En effet, si ce sont les idées qui sont aux prises dans une guerre, et si celle qui l'emporte est
nécessairement celle qui a le plus d'avenir, il fallait que celle-là remportât, et par conséquent qu'il y ait
guerre ; à moins que vous ne vouliez empêcher l'avenir, arrêter la civilisation, à moins que vous ne
vouliez que l'espèce humaine soit immobile et stationnaire. L'hypothèse d'un état de paix perpétuel
dans l'espèce humaine est l'hypothèse de l'immobilité absolue. Otez toute guerre, et au lieu de trois
époques il n'y en aura qu'une ; car s'il n'y a pas destruction d'une époque et victoire de l'autre, il est clair
que l'une ne cédera point la place à l'autre, et qu'il n'y aura jamais qu'une seule et même époque. Bien
plus, non seulement il n'y aura pas trois époques, mais même dans une époque donnée il n'y aura
aucun progrès ; car les différences ne se fondront pas, et les différents peuples resteront éternellement
dans l'abrutissement de l'idée exclusive qui les subjugue, et qui, bonne pour un temps, si elle ne se
modifiait jamais, serait la condamnation de ce peuple à une erreur perpétuelle. Ainsi un peuple n'est
progressif qu'à la condition de la guerre. Ce n'est pas moi qui le dis, c'est l'histoire : la guerre n'est pas
autre chose qu'un échange sanglant d'idées, à coups d'épée et à coups de canon ; une bataille n'est
pas autre chose que le combat de l'erreur et de la vérité ; je dis vérité , parce que dans une époque
donnée une moindre erreur est vérité relativement à une erreur plus grande ou à une erreur qui a fait
son temps ; la victoire et la conquête ne sont pas autre chose que la victoire de la vérité du jour sur la
vérité de la veille devenue l'erreur d'aujourd'hui.

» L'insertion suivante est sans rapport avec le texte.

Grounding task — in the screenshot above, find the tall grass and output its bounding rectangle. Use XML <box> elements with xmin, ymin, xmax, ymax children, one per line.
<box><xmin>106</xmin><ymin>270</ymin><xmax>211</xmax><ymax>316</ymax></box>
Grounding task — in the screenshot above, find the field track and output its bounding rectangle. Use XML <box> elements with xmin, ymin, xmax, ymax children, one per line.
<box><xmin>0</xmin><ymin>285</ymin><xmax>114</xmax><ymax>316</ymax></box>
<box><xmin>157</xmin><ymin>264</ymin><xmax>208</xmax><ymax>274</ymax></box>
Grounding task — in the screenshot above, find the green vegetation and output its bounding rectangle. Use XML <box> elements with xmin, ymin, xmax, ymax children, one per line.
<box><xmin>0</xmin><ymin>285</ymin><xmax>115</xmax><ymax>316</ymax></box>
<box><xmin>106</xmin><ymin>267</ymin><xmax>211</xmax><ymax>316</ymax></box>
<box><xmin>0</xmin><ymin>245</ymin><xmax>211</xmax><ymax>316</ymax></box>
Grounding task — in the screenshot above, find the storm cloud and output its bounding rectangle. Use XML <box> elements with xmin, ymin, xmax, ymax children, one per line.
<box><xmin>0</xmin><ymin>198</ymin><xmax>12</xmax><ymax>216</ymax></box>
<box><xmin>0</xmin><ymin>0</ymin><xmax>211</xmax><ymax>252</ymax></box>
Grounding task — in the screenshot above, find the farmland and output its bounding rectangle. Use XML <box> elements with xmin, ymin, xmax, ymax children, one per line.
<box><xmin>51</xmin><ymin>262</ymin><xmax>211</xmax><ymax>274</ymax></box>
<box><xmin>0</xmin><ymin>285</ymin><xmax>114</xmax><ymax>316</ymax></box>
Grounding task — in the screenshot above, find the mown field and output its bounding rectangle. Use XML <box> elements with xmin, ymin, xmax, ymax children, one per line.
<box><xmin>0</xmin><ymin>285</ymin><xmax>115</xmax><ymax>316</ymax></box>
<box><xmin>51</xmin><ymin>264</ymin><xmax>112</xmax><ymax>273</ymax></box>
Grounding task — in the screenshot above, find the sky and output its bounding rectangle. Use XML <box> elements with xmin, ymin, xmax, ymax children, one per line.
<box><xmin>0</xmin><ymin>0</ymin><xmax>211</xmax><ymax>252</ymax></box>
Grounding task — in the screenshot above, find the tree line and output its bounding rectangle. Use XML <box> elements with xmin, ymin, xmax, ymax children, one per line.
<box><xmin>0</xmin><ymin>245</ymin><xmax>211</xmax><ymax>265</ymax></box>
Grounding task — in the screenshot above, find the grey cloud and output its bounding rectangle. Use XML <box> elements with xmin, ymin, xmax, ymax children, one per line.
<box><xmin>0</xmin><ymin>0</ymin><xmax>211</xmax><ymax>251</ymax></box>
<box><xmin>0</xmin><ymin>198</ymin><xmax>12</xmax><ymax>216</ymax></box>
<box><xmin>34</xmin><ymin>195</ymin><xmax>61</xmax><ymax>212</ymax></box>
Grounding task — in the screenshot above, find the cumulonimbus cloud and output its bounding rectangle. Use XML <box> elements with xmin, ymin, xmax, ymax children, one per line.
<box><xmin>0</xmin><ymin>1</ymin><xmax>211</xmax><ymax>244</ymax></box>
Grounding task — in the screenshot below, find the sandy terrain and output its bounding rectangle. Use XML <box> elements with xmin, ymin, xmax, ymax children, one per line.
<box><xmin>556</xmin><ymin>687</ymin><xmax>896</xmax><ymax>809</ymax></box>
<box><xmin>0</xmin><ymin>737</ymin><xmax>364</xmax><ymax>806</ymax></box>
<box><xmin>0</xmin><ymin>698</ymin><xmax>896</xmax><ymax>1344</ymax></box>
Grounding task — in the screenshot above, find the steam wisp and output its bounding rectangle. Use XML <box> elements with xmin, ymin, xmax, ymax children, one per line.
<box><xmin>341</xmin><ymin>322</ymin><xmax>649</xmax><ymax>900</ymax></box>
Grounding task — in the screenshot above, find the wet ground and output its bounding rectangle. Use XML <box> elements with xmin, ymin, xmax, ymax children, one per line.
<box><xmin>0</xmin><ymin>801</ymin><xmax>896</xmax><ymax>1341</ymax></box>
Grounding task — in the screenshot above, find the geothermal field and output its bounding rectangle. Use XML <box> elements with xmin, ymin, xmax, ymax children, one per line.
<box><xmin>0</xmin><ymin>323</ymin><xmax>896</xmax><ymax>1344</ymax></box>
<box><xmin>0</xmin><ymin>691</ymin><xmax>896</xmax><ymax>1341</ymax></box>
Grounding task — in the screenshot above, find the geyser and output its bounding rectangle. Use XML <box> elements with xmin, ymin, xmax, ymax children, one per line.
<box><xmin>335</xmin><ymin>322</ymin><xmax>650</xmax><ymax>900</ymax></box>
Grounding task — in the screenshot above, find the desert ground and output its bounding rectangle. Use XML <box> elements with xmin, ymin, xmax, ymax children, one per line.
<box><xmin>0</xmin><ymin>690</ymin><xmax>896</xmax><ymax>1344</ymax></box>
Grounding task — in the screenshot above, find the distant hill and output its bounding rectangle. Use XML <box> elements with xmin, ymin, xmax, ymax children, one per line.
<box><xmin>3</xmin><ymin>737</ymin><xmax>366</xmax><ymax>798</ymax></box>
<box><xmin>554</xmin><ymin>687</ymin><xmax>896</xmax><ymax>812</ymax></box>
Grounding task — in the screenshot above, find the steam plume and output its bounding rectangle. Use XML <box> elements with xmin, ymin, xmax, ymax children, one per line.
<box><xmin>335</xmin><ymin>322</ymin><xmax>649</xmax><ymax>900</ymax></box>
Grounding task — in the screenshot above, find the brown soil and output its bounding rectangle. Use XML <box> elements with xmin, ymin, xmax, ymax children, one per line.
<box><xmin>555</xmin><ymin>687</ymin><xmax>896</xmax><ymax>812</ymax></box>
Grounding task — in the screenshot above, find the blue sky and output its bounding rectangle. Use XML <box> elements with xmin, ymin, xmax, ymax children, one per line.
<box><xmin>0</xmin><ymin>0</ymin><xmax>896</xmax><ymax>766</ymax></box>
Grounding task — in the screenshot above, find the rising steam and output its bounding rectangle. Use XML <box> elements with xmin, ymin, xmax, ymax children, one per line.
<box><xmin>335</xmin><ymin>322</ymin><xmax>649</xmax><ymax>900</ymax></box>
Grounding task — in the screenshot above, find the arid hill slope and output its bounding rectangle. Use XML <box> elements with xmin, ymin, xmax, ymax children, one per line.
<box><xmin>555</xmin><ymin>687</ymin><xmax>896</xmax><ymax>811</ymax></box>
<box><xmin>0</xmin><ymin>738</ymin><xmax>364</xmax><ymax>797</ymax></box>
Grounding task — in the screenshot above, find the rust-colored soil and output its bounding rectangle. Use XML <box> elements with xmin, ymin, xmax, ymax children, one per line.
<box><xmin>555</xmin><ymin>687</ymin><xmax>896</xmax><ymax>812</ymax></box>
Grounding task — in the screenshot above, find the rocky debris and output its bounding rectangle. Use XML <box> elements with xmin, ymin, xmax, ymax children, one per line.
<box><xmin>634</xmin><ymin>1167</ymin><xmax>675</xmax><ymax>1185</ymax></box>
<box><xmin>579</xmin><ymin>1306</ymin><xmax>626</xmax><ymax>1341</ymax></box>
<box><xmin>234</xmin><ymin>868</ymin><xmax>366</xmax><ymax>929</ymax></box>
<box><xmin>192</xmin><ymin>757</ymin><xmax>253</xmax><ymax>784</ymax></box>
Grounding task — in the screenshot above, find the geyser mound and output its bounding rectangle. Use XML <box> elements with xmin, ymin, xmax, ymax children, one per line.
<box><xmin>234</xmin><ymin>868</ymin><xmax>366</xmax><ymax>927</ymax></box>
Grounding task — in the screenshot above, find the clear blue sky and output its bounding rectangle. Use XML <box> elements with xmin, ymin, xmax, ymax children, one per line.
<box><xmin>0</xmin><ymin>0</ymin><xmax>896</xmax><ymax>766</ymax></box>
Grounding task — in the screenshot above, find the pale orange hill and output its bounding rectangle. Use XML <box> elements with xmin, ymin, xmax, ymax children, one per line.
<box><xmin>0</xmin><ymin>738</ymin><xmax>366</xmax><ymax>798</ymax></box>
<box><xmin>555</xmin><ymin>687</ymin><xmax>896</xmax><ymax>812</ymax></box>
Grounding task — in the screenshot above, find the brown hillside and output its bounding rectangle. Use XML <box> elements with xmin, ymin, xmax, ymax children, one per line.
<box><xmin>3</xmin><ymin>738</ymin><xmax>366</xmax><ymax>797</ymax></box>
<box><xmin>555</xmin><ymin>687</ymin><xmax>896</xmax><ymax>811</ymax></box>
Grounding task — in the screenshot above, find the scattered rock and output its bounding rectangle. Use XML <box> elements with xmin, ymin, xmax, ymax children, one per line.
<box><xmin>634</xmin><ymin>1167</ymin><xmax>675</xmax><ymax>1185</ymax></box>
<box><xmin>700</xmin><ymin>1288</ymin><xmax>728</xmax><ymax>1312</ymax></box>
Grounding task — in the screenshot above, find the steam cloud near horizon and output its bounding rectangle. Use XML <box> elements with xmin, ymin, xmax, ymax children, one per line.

Aussi, messieurs, quand deux armées sont en présence, il se passe un bien plus grand spectacle que
celui dont la philanthropie détourne les yeux. Elle ne voit que des milliers d'hommes qui vont s'égorger,
ce qui est assurément un grand malheur. Mais d'abord la mort est un phénomène qui n'a pas lieu
seulement sur les champs de bataille ; et après tout, comme on l'a dit, la guerre change assez peu les
tables de mortalité. Et puis, ce n'est pas la mort qui est déplorable en soi ; c'est la mort injuste,
injustement donnée ou reçue. Que mille cœurs qui battaient tout à l'heure cessent de battre, c'est un fait
bien triste ; mais qu'une goutte de sang innocent soit versée, c'est plus qu'un fait pénible, c'est un mal et
un mal horrible. Un innocent qui périt doit mille fois plus exciter la douleur amère de l'humanité, que des
armées de héros qui savent qu'ils vont à la mort, et qui y vont librement pour une cause juste à leurs
yeux et qui leur est chère. Il n'y a point d'iniquité dans les grandes batailles, il ne peut même y en avoir ;
car ce ne sont pas les hommes ni leurs passions qui sont aux prises, ce sont des causes, ce sont les
esprits opposés d'une époque, ce sont les différentes idées qui, dans un siècle, animent et agitent
l'humanité. Voilà ce que la philanthropie ne voit pas, et ce qui a donné tant d'importance, tant d'intérêt,
tant de célébrité aux batailles."
Victor Cousin, Cours de philosophie.